Once all the parts described above have been generated, create a fork of the `HDCytoData` GitHub repository, add the files (except the `.rda` files), and send a pull request. Please make sure that the files are in the correct directories, and that the package passes all the usual Bioconductor and CRAN checks.

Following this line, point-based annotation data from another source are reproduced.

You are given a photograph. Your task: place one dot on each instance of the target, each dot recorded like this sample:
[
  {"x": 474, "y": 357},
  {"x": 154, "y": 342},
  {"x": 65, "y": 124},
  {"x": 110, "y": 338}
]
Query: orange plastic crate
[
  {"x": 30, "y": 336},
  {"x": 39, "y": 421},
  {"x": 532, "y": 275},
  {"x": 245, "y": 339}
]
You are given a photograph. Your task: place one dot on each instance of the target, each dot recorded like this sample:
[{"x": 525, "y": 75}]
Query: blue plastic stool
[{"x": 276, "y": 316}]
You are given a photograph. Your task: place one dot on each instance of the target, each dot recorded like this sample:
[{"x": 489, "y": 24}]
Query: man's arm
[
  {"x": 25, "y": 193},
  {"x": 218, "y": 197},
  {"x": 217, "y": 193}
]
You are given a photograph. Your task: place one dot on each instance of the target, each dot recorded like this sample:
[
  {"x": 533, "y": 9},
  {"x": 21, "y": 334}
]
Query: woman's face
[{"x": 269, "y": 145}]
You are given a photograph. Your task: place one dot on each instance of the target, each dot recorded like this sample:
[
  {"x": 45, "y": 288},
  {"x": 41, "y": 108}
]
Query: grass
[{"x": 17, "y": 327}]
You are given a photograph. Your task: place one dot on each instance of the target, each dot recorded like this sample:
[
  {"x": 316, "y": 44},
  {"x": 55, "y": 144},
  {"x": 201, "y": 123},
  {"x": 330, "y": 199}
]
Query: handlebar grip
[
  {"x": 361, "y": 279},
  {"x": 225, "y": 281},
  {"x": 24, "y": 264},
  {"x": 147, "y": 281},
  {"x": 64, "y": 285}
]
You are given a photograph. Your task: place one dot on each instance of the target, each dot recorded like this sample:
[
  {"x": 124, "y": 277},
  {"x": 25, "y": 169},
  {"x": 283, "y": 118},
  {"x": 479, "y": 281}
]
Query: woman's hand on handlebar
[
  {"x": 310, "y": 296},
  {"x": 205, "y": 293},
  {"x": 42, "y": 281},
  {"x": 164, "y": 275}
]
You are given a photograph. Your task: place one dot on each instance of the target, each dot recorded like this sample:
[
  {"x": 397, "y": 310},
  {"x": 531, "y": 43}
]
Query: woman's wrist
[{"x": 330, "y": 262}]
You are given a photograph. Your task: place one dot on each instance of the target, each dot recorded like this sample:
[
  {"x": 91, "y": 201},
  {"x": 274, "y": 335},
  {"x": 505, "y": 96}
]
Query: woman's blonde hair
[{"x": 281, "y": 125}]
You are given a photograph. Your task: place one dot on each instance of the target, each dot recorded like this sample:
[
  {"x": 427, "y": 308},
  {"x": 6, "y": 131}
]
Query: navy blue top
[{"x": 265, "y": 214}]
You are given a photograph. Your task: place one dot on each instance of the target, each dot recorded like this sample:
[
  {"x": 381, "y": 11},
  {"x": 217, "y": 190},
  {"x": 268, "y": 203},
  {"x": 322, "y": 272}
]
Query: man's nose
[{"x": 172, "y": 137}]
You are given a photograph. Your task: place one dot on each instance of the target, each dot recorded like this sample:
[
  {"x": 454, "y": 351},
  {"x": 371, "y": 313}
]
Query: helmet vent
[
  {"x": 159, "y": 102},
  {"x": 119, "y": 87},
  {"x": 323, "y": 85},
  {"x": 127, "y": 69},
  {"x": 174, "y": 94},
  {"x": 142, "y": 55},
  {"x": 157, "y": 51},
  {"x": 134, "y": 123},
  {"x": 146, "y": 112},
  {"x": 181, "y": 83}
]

## Contact Bioconductor maintainers to upload `.rda` files

In consultation with the `HDCytoData` maintainers, you will then need to contact the Bioconductor `ExperimentHub` maintainers to upload the `.rda` files. The `ExperimentHub` maintainers will then manually add them to the `ExperimentHub` database, as described in the "Creating An ExperimentHub Package" vignette on the [Bioconductor](http://bioconductor.org/packages/ExperimentHub) page. Note that any future updates (e.g. bug fixes) to the `.rda` files will need to be manually added in the same way, so please check the objects carefully.


# Acknowledgment of contributions

Names of contributors will be added to the `contributor` field in the DESCRIPTION file of the `HDCytoData` package in order to recognize the contribution.


# Code of conduct

This project is released in accordance with the [Contributor Covenant Code of Conduct](https://www.contributor-covenant.org/version/2/0/code_of_conduct). By contributing to this project, you agree to abide by its terms. Any concerns regarding the code of conduct may be reported by contacting the package maintainers by email.